Mûsikişinaslar meşke kabul edecekleri talebelerde mûsiki kabiliyeti yanında ses güzelliği, iyi bir mûsiki kulağıyla ritim duygusu ararlardı. Mehmet Esad Efendi Atrabü’l-Asar adlı eserinde XVII. Yüzyılın bestekâr, hanende ve mûsiki hocası Na’ne Ahmed Çelebi’den söz ederken onun talebe seçimine çok önem verdiğini ve mûsikinin inceliklerine vâkıf olmayanları meşklerine kabul etmediğini anlatır. İbnü’l Emin Mahmud Kemal’de Hoş Sada’da Hacı Arif Bey’in herhangi bir eseri öğrencisine en faza on beş defa tekrar ettiğini, sonuç alamadığında ise artık kendisi ile megul olamayacağını söylediğini ifade eder.

Meşk süresi talebenin yeteneği ile ilgili ise de bu uygulama sabır gerektiren zahmetli bir iş olduğundan genellikle uzun sürerdi. Meşke başlamada belli bir yaş söz konusu değildi. Çok küçük yaşta başlatılan meşkler yanında ileri yaşlarda da bu usül kullanılmıştı. Sadece hoca ve talebenin karşılıklı çalışmaları dışında bir çok talebenin katılımıyla sürdürülen toplu meşkler de vardı.


Meşk aldığı üstadın veya onun hocasının meşhur üstatlardan olması meşk alan kimsenin mûsikişinaslar arasındaki itibarında etkin rolü vardı. Nitekim Mehmed Suphi Ezgi’nin tambur hocası Kozyatağı’ndaki Rıfâi Tekkesi şeyhi Halim Efendi, onun hocası da Kuyumcu Oskiyam olup Oskiyam’ın hocasının III. Selim’e tambur öğreten Tamburi İzak olduğu göz önüne alınırsa Suphi Ezgi’nin İzak’a kadar uzanan klasik tambur tavrının bir temsilcisi sıfatıyla önemi daha iyi anlaşılır.


Kaynaklarda meşk sisteminin başlangıcıyla ilgili kesin bilgilere rastlamak mümkün değildir.

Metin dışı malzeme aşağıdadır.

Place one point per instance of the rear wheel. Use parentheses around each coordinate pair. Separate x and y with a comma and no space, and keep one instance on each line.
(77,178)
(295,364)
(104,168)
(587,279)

Osmanlı toplumunda mûsiki öğretiminin başta saray olmak üzere ev, konak, cami, tekke ve kahvehane gibi mekanlarda yapıldığı bilinmektedir. Sarayda mûsiki eğitimi ve öğretimi için XVI. Yüzyılda özel odalar tahsis edilmişti. IV. Murad döneminde 1636 yılında bu faaliyet Seferli Koğuşu’na nakledilmiştir. Mûsiki eğitiminin saray içinde görevli mûsikişinaslar tarafından verilmesi esas olmakla beraber saray dışından mûsiki hocası getirilerek de meşk yapılmıştır. Ayrıca Harem-i Hümâyun’daki câriyelerin saray içinde ve dışında özel hocalardan meşk aldıkları bilinmektedir. 1635’te sarayda mûsiki öğrenmeye başlayan Evliya Çelebi, burada mûsiki öğretiminin yapıldığı ve fasılların geçildiği bir meşkhâneden bahseder (Seyehatname, I, 245). Ayrıca Ali Ufkî Bey, saray meşkhanesini ve orada geçen hayatı anlatırken bütün güç açık bulundurulan meşkhanede üstatlarla talebelerin öğleden sonra bazen sazlarla, bazen de çalgısız meşk ettiklerini söyler. (alıntı için bk. Behar, Ali Ufkî ve Mezmurlar, s. 44-46) Antoine Galland, 1672 yılına ait hâtıralarında İstanbul’da Eminönü’ndeki Yenicami’de hoca ile talebe arasında cereyan eden bir ilahi meşkinden söz ederken Türkler’in mûsiki öğretimini nazariyat ve nota ile değil hafıza ile ve üstadın ağzından yaptıkları anlatılmıştır. (İstanbul’a Ait Günlük Anılar, I, 79)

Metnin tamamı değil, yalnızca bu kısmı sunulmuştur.